Change Healthcare cyberattack: Many Americans could be affected, hospitals still hurting

More than two months after the disclosure of the Change Healthcare cyberattack, UnitedHealth Group says patient data appears to have been exposed.

UnitedHealth Group says it appears that the patient data of many Americans was exposed in the Change Healthcare cyberattack. Hospitals continue to struggle financially due to disruptions in payments of claims.

UnitedHealth said this week that the company has found files containing private health data, or information that could identify individuals “which could cover a substantial portion of people in America.”

The company did not estimate how many individuals may be affected by the breach, and said it expects to take several months before UniteHealth can identify and contact customers and individuals who have been impacted. The company did say it hasn’t found evidence of medical histories or doctors’ charts being taken.

UnitedHealth told media outlets that the company did pay a ransom, but hasn’t specified how much was paid. “A ransom was paid as part of the company’s commitment to do all it could to protect patient data from disclosure,” a company spokesperson told CNBC.

UnitedHealth has set up a website for individuals to get more information: http://changecybersupport.com/. The company said it has distributed more than $6 billion to assist providers.

“We know this attack has caused concern and been disruptive for consumers and providers and we are committed to doing everything possible to help and provide support to anyone who may need it,” Andrew Witty, chief executive officer of UnitedHealth Group, said in a statement.

UnitedHealth said it has restored pharmacy services and medical claims services to levels before the breach, which was first reported Feb. 21. And the company said 86% of payment processing services have been restored. UnitedHealth also said other services, including eligibility software, are being restored, with full restoration in the coming weeks.

• Read more: Healthcare mergers may face more scrutiny on cybersecurity

Hospitals and health systems say they have suffered serious financial problems due to the cyberattack. At a House hearing last week, cybersecurity experts and healthcare leaders said the Change Healthcare attack represents the most serious cyberattack ever suffered by the U.S. health industry.
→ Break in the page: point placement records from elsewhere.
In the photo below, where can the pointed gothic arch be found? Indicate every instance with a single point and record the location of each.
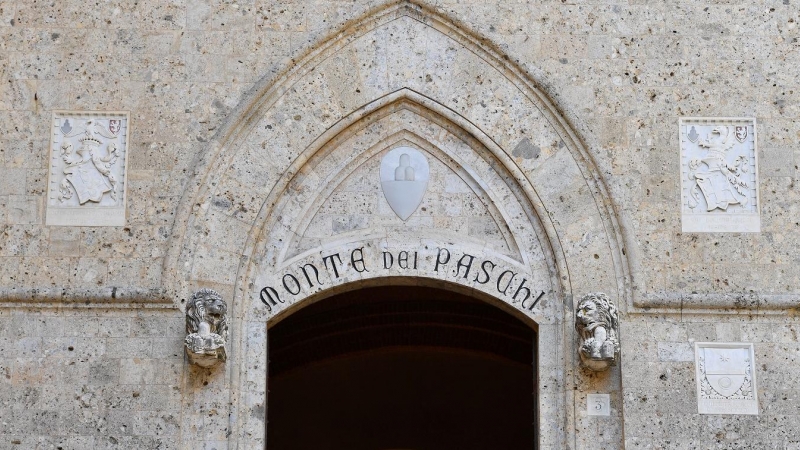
(265, 159)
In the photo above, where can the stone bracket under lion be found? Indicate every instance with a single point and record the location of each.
(206, 328)
(597, 324)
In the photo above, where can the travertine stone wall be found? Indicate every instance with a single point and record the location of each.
(621, 73)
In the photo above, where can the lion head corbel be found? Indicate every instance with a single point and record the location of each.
(206, 328)
(597, 325)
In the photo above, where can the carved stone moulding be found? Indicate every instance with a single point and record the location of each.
(597, 324)
(87, 183)
(725, 375)
(206, 328)
(719, 175)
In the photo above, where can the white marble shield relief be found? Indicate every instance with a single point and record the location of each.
(88, 155)
(404, 178)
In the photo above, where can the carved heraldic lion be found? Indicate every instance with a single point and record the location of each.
(206, 328)
(598, 327)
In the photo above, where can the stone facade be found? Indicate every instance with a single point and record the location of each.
(255, 139)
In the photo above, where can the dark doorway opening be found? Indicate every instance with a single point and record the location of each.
(401, 368)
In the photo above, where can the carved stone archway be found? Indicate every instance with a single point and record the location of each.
(284, 169)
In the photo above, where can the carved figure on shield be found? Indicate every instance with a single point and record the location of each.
(721, 182)
(597, 325)
(88, 170)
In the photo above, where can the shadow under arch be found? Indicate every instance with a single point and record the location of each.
(221, 149)
(402, 366)
(389, 281)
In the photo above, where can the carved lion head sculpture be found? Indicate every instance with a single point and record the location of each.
(597, 324)
(209, 307)
(596, 309)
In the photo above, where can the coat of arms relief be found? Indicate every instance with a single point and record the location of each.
(87, 169)
(719, 175)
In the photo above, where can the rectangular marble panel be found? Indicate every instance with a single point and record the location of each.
(719, 175)
(725, 375)
(87, 167)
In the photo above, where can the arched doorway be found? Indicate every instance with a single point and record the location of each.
(402, 367)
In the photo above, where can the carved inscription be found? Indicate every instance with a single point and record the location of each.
(459, 267)
(725, 378)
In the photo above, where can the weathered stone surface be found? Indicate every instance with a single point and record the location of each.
(256, 131)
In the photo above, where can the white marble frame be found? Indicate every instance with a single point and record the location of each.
(88, 214)
(717, 221)
(726, 405)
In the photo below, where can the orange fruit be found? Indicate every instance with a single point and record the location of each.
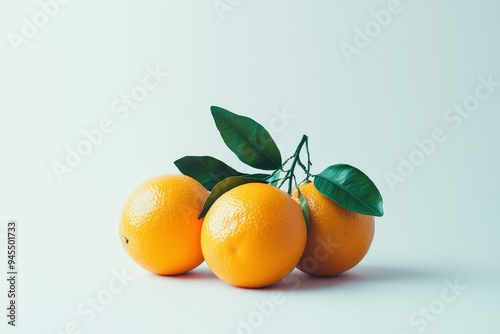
(338, 238)
(159, 224)
(253, 235)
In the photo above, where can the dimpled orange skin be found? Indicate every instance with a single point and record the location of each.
(338, 238)
(253, 235)
(159, 225)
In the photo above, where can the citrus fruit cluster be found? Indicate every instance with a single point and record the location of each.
(250, 232)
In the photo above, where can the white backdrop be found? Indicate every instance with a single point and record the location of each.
(369, 81)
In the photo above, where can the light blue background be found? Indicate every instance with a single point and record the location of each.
(263, 57)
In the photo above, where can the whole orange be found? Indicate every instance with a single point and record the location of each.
(253, 235)
(159, 224)
(338, 238)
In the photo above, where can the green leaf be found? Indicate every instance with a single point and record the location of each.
(305, 209)
(223, 187)
(351, 188)
(249, 140)
(207, 170)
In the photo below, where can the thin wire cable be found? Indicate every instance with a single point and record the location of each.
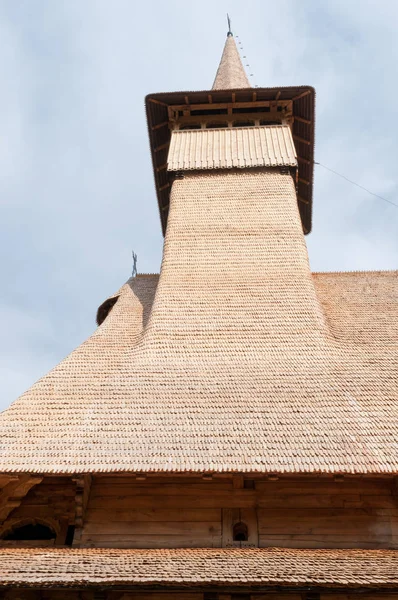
(356, 184)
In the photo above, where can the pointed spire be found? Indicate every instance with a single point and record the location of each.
(230, 73)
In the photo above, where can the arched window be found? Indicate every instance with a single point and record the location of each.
(240, 532)
(29, 532)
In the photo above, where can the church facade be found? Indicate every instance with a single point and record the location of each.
(229, 432)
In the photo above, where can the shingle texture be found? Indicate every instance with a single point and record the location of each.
(237, 359)
(190, 567)
(230, 73)
(227, 148)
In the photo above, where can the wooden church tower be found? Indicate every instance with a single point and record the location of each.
(229, 432)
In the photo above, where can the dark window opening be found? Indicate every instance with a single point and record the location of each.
(213, 111)
(254, 109)
(191, 126)
(30, 532)
(243, 124)
(216, 125)
(249, 484)
(263, 122)
(70, 534)
(240, 532)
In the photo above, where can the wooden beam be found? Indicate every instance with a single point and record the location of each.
(83, 487)
(217, 105)
(304, 160)
(157, 102)
(300, 139)
(302, 120)
(302, 95)
(14, 492)
(159, 125)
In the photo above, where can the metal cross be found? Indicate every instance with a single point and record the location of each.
(134, 272)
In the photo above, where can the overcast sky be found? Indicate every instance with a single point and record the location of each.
(77, 192)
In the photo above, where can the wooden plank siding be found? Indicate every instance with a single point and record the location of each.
(187, 512)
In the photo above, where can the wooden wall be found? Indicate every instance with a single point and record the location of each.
(188, 512)
(51, 502)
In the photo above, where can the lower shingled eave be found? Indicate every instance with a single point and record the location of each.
(208, 567)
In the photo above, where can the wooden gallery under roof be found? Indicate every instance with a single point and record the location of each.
(229, 432)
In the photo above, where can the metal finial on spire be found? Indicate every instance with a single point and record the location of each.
(229, 26)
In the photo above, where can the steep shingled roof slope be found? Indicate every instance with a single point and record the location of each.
(234, 368)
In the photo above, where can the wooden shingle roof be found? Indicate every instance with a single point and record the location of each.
(177, 568)
(237, 359)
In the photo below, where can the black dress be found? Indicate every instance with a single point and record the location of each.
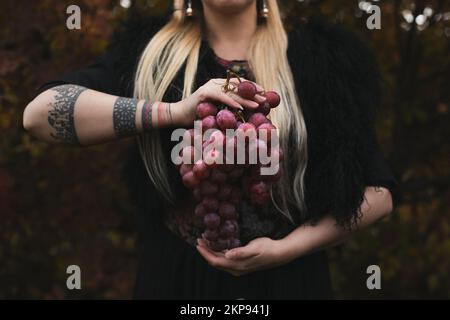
(337, 85)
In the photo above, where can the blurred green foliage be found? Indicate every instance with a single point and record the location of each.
(61, 206)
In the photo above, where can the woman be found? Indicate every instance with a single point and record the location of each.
(335, 181)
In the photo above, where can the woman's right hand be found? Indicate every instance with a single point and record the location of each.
(184, 111)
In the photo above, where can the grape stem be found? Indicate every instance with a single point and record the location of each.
(228, 86)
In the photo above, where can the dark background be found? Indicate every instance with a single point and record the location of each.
(61, 206)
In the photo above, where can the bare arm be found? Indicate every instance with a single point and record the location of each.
(76, 115)
(73, 114)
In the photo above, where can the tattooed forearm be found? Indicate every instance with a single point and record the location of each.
(124, 117)
(61, 113)
(169, 113)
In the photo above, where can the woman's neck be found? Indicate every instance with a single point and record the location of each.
(229, 34)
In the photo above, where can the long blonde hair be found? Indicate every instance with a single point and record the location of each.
(178, 42)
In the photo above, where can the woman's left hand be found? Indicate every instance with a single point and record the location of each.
(259, 254)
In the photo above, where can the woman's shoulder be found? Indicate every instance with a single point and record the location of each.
(331, 55)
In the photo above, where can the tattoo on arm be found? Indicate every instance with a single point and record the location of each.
(147, 116)
(169, 112)
(61, 113)
(124, 117)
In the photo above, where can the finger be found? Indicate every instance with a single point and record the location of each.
(260, 99)
(243, 102)
(241, 253)
(214, 260)
(258, 87)
(224, 98)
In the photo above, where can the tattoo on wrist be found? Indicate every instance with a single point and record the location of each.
(147, 116)
(169, 113)
(61, 113)
(124, 117)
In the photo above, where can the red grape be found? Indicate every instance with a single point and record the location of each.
(227, 230)
(272, 98)
(190, 181)
(218, 176)
(227, 210)
(247, 90)
(211, 235)
(257, 119)
(201, 170)
(264, 108)
(205, 109)
(226, 119)
(211, 220)
(209, 123)
(208, 188)
(210, 203)
(185, 168)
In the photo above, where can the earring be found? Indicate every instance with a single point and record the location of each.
(264, 13)
(189, 11)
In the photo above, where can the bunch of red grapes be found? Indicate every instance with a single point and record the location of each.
(218, 186)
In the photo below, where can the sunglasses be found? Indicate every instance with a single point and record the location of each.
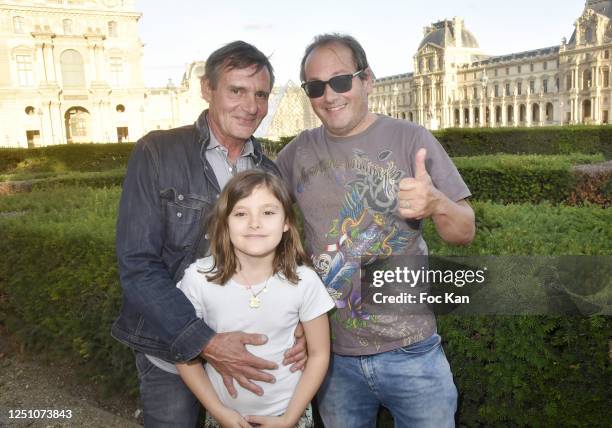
(340, 85)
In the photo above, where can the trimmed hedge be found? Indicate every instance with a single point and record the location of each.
(499, 178)
(550, 140)
(534, 178)
(60, 291)
(19, 164)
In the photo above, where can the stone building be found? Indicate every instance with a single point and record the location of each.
(455, 84)
(71, 72)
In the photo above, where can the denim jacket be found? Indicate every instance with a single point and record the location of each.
(168, 193)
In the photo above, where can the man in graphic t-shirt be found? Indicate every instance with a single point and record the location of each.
(364, 184)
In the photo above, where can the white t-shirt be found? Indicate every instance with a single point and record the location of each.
(226, 308)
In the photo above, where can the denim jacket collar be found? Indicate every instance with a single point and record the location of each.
(201, 125)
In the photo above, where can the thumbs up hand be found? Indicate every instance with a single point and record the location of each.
(418, 198)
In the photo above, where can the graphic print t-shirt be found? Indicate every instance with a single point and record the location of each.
(347, 190)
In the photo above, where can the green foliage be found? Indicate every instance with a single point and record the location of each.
(20, 164)
(524, 229)
(539, 140)
(59, 277)
(525, 178)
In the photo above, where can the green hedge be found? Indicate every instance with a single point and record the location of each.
(499, 178)
(534, 178)
(58, 282)
(19, 164)
(545, 140)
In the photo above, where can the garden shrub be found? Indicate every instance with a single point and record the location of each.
(526, 178)
(18, 164)
(60, 292)
(538, 140)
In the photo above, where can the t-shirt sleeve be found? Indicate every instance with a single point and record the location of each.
(316, 300)
(443, 172)
(191, 285)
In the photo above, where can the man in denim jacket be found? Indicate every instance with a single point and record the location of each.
(173, 179)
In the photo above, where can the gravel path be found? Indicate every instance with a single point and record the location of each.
(26, 384)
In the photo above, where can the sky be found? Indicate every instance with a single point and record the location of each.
(389, 30)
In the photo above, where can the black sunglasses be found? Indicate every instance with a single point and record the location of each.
(340, 84)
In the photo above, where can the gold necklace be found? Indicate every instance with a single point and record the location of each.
(255, 301)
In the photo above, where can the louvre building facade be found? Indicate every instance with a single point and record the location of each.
(455, 84)
(71, 72)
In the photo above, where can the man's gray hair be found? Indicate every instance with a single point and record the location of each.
(238, 55)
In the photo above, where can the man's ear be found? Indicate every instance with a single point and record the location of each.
(369, 79)
(206, 89)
Change Healthcare touches 1 in every 3 patient records nationwide, and processes pharmacy services, billing and claims for hospitals.

During an online discussion held by the Washington State Hospital Association Tuesday, health leaders said the cyberattack has posed significant problems for the state’s hospitals.

Caitlin Safford, senior director of government affairs for the Washington State Hospital Association, said some hospitals have seen 75% to 100% of their back end operations impacted by the Change Healthcare cyberattack.

“This amounts to millions of dollars in delayed funding at a time when most hospitals … have little left in reserve,” Safford said in the briefing.

She said one system, which typically gets about $12 million in monthly claims payments, received only about $500,000 in payments a month after the cyberattack occurred.

• Read more: Change Healthcare cyberattack continues to affect doctors: ‘Practices will close’

Hospital officials said they expected it would take months until they gained a full picture of the impact of the cyberattack.

Cathy Bambrick, administrator of Astria Toppenish Hospital, a 63-bed community hospital, said Change Healthcare was the hospital’s primary clearinghouse for claims. She said the attack has been “potentially catastrophic.” She said the hospital is down $3.5 million in typical claims payments.

Cassie Sauer, president and CEO of the Washington State Hospital Association, said that the losses have compounded an already precarious environment for the state’s hospitals. Most of the state’s hospitals are losing money, and Washington’s hospitals have lost a combined $3.8 billion over the past two years.

Hospitals continued to provide care and services for payments, in many cases without first securing pre-approval from insurers, Sauer said. Change Healthcare handles insurance eligibility services for many providers, and those services were disrupted by the breach. Sauer said hospitals are worried they won’t be reimbursed for the care they gave to patients.

“A lot of hospitals … went ahead and provided services without prior authorizations,” Sauer said. “That is very, very nerve wracking, to provide care to someone who you know needs the care, insurance requires you to get it authorized, the system was not working. You could not get a prior authorization.”

“And so now we're really worried they're not going to get paid,” Sauer said. “And that is going to be a disaster, honestly.”

The cyberattack did have an impact on patient care in other ways. While pharmacy services were among the first restored, Sauer noted some patients either had to pay in cash to get their medications or wait to get their prescriptions.

“We did see people who got sicker because they weren't getting their regular medications filled,” Sauer said.